Thursday 19 January 2017

Sucky communication day

Early morning positivity-
So today morning, i just felt so well rested, a tad too much. But i readied up real good and quick. I was fairly in time today. Good morning.

Attacking her food. Not conversing well.-
A funny incidence today, i attacked a colleague's in the most awkward way. I wanted another sandwich. But i was too shy to open another one. I sat there thinking what to say or do. And then without asking or saying anything, i just took her sandwich. Why couldn't i just say i wanted another one.
I also feel my formal talk was uncomfortable. Needs work.

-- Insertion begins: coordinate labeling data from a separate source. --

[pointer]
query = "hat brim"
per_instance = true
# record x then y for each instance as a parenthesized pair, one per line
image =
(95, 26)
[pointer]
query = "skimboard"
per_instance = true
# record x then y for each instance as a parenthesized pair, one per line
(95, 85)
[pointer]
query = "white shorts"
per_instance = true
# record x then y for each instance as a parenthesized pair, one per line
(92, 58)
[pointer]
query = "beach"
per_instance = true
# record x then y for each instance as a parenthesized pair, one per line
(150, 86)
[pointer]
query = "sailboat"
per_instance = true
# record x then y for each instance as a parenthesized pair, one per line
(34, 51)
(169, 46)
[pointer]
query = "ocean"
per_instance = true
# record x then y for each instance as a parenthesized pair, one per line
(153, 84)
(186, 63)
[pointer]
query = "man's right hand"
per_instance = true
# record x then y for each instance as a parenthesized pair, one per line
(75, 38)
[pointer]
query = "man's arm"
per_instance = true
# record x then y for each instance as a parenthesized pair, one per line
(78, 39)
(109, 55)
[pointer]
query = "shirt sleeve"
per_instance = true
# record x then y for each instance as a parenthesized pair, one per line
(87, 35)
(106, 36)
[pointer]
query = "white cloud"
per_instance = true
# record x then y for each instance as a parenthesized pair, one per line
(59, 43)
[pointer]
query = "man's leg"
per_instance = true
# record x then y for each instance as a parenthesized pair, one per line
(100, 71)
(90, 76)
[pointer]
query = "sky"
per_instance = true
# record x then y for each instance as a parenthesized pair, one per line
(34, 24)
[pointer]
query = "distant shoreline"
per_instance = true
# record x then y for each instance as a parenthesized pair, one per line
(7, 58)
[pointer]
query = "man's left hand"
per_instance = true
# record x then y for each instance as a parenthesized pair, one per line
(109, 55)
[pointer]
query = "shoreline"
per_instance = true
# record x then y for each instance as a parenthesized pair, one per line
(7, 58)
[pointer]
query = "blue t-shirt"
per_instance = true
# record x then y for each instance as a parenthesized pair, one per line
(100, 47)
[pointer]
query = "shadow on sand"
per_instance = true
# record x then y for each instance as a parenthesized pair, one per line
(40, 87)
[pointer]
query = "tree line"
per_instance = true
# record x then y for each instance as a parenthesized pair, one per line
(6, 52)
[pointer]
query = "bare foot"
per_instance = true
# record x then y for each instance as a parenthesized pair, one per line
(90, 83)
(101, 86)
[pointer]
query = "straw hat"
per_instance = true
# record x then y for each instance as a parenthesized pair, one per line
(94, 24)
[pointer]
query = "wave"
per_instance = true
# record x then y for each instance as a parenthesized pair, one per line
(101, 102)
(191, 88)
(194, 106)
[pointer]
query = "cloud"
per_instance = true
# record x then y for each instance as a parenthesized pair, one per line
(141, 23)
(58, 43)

Defying plus following orders and killing my wish-
Again, instead of speaking up, i just awkwardly drifted around. All i had to do was relay orders and ask for what i wanted. Silly little me.

Case confidence-
I really feel like i do cases really well now. Confident.

It's amazing how you just naturally comfortable with certain people and naturally uncomfortable with some.

Just wondering whether to speak out. I do this so much. Instead of just speaking out. I keep thinking. I need to start being clear in my head. Breathe. Think about what i am thinking. Be clear. Speak up.

Taking my time out in the afternoon felt real good. I realized that too long in a place puts me in a rut. And i can't do anything ahead. I need me my change.

He wasn't there. Yes, him, Valentin. I expected him to be. I was curious as to how our encounter would be. But it didn't happen. It made me feel, nothing. I just wondered where he was.

Not communicating clearly with my colleague clearly. I made him feel like i was uncooperative, even though i wasn't. I also couldn't ask him to do some stuff. I just didn't know how to ask.

Making good decisions like handling juniors. Achievement points.

Need to establish rapport with guide. Really. It will be beneficial to me.

Realizing the need to read more and more. I am so far behind.

Not being able to have tea alone. Why...
Not being able to ask for tea. This would the sixth communication mistake i made today. Really?!
Wasting time...everybody's...because i couldn't have tea alone.

Being naughty about diet. I ate oily food. But i craved it. Wondering about dinner.

Decisions about dinner and gym. I think too much.

Just taking control of my evening subsequently. Felt good. Feels good.